I discussed this with a friend more schooled than I in the roots of Evangelicalism. He recommended that I read D. G. Hart’s The Lost Soul of American Protestantism, a pithy sub-200-pager packed with insight into the dilemma that I was clearly not the first to encounter. He was right, Hart’s book is indeed all of that.

The conventional wisdom in the study of American religion has been that American Protestantism is rightly understood as divided between conservative and liberal camps. Conservatives (Evangelicals and their sub-group, Fundamentalists) believe in the divine inspiration of Scripture, supernatural conversion, and aggressive evangelism, whereas liberals (mainline Protestants) discount these in favour of beneficent social action. This is the convention into which I had bought, but Hart effectively dismantles it. He argues instead that the most important divide in American protestantism is between confessional and pietistic camps.
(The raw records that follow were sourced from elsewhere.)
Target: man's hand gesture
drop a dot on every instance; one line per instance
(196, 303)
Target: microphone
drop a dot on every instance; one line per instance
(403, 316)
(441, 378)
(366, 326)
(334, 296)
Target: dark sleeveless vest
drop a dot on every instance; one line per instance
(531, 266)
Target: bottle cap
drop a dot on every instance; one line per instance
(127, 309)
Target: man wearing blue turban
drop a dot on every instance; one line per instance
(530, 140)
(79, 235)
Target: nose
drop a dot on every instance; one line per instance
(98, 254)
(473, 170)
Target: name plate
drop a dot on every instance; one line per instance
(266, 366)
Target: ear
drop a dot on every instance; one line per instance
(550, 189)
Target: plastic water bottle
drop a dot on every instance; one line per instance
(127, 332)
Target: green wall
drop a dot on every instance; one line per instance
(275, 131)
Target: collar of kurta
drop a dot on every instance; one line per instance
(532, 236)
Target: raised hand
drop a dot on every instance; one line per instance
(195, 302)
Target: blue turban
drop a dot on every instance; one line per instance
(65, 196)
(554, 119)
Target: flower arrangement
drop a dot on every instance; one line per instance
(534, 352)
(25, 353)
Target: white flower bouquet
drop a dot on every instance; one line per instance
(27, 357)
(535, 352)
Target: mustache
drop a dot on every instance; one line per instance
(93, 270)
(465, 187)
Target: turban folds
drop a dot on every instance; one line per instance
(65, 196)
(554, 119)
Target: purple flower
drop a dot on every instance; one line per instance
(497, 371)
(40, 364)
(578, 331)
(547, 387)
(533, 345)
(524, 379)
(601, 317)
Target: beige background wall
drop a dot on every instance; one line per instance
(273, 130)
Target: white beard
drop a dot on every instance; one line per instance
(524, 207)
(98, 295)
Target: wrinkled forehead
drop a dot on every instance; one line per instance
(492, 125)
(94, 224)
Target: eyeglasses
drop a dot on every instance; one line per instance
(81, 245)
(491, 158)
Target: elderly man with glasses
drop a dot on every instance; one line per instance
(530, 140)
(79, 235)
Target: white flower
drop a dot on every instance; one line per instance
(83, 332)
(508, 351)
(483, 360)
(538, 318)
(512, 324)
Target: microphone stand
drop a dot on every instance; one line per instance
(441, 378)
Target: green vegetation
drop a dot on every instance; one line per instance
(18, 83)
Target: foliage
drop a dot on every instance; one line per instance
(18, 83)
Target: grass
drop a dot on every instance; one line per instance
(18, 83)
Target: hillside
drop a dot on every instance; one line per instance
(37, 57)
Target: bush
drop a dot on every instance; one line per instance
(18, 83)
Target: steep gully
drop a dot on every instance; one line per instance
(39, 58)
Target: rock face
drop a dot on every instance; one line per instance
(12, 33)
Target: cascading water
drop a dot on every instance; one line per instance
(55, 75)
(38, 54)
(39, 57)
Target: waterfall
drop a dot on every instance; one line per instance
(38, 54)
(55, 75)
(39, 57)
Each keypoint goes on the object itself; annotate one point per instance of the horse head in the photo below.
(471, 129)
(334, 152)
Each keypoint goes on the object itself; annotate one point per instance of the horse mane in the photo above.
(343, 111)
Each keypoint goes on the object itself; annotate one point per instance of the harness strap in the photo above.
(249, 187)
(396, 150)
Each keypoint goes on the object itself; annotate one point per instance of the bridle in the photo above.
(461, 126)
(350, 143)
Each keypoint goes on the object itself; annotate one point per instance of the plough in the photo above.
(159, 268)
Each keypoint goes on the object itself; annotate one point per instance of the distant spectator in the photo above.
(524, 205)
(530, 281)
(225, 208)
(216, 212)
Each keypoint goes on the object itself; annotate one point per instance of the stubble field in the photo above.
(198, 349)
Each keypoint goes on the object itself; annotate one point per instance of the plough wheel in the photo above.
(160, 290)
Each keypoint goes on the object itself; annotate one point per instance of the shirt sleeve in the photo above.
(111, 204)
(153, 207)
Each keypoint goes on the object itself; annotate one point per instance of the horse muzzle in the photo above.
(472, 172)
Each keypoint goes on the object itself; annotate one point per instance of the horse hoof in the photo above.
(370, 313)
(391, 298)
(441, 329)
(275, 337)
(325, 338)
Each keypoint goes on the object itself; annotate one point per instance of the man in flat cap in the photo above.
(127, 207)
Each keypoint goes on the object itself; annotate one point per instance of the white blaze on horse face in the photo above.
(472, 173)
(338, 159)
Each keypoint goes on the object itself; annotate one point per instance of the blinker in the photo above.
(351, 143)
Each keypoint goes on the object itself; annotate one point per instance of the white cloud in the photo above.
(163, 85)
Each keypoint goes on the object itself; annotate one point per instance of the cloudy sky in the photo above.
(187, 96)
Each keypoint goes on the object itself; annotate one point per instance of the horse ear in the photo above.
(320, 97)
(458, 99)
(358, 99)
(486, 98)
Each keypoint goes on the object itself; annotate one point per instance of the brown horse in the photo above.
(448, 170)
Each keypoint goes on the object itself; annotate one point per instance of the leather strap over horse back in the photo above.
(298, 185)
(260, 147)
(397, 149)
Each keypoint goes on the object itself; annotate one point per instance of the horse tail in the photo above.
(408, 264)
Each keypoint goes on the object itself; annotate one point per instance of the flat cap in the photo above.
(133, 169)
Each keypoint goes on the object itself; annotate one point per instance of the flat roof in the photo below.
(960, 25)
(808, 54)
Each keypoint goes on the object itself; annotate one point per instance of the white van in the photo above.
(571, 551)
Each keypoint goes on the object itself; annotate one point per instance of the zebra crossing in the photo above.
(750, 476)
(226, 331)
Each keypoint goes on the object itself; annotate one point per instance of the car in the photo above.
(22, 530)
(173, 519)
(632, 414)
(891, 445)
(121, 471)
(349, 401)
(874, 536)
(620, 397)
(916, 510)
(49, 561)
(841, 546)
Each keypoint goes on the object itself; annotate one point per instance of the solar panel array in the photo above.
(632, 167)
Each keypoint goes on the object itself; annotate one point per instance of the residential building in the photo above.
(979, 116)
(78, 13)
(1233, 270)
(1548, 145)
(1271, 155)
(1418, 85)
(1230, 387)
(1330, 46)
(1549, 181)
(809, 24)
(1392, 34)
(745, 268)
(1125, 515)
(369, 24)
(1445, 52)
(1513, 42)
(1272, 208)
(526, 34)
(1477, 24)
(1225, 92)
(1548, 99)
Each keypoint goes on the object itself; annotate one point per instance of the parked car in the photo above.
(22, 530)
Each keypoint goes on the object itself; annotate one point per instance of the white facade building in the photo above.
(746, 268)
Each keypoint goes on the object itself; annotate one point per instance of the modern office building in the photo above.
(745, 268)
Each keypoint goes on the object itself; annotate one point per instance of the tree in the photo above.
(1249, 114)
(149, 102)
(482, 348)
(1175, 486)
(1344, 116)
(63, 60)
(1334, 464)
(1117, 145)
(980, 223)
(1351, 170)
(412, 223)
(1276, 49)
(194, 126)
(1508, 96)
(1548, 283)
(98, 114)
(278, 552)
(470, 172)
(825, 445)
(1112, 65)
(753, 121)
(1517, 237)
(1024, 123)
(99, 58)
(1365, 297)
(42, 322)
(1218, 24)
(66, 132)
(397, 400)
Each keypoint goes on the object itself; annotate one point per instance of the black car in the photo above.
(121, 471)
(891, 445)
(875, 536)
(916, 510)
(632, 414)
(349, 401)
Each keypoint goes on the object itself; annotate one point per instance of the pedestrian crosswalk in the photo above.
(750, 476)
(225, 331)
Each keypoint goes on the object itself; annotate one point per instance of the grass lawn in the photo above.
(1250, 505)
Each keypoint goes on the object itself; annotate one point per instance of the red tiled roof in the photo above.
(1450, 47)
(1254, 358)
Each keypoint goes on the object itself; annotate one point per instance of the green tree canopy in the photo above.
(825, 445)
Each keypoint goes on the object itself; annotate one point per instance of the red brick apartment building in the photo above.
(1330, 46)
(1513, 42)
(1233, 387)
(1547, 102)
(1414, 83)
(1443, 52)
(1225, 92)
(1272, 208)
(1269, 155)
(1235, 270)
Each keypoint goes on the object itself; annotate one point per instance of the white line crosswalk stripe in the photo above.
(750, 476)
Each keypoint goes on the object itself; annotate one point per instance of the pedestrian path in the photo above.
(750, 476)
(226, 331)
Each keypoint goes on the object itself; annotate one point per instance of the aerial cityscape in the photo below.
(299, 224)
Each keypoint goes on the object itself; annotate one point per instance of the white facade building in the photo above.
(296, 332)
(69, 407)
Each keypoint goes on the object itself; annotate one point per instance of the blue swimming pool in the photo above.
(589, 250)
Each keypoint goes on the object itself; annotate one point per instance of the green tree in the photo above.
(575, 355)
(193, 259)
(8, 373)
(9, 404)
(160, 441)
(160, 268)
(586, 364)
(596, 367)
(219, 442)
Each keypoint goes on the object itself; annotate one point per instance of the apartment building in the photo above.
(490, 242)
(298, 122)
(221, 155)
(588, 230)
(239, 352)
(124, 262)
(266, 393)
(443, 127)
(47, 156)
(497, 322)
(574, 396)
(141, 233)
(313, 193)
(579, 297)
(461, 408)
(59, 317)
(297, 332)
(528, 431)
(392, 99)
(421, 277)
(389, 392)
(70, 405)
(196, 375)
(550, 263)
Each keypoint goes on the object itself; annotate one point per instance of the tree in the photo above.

Confessionalism, Hart argues, is conservative but it is not Evangelical. It defines the Christian life in churchly terms: creeds, ordained ministry, liturgy, church polity. This is the sphere of holy endeavors. The common sphere, i.e., the activities shared with non-believers such as business and politics, is not where the Christian life is measured for the confessionalist. Pietism, on the other hand, has ‘dismissed’ churchly matters like creeds and liturgy as irrelvent because they are only ‘skin deep’. Instead, pietism ‘attaches great religious significance to public life and everyday affairs’. This is true of both Evangelicals, with prayer groups and a desire to ‘take back the country for Christ’, and mainliners, with social activism.

As Hart demonstrates, the similarities between conservative and liberal pietists are not coincidental. Both groups are outgrowths of early American revivalism. When pietism came to dominate the American religious scene in the 1800s, Hart argues, it was confessionalism that suffered most. That is why confessionalism is today only a limited presence in the American religious scene—Hart focuses on confessional groups within the Presbyterian, Reformed and Lutheran traditions. Furthermore, the rout of confessionalism has left it sidelined in the historiography of American religion. Thus, it is confessionalism that is the ‘lost soul’ of American Protestantism.

Hart’s argument goes far in clarifying for me a disconnection I was already experiencing. On that account I am grateful for this book. But I do have one quarrel with Lost Soul, which is that Hart emphasises that pietists differ from confessionalists in that the former believe faith is ‘supposed to make a difference in all areas of life, not just on Sunday but on every day of the week’. But he never elaborates on this distinction, leaving the impression that confessionalists see faith as a matter of routine with significance only for Sunday. As though confessionalists say goodbye to God as they leave the church building, not to think of Him again until next week. “Prayer? That’s for pietists. And the reading of Scripture too. We confessionists don’t do such things. And I’ll never let my faith come between me and a fast buck!” I trust Hart would see this as a gross parody of confessionalism, but at points he allows room for a disagreeable reader (perhaps an Evangelical) to see confessionalism in just such terms. Greater elucidation of this point would be useful.

With that caveat, Lost Soul is helpful and informative book, accessible for the informed lay person as well as the clergy person and the student of church history.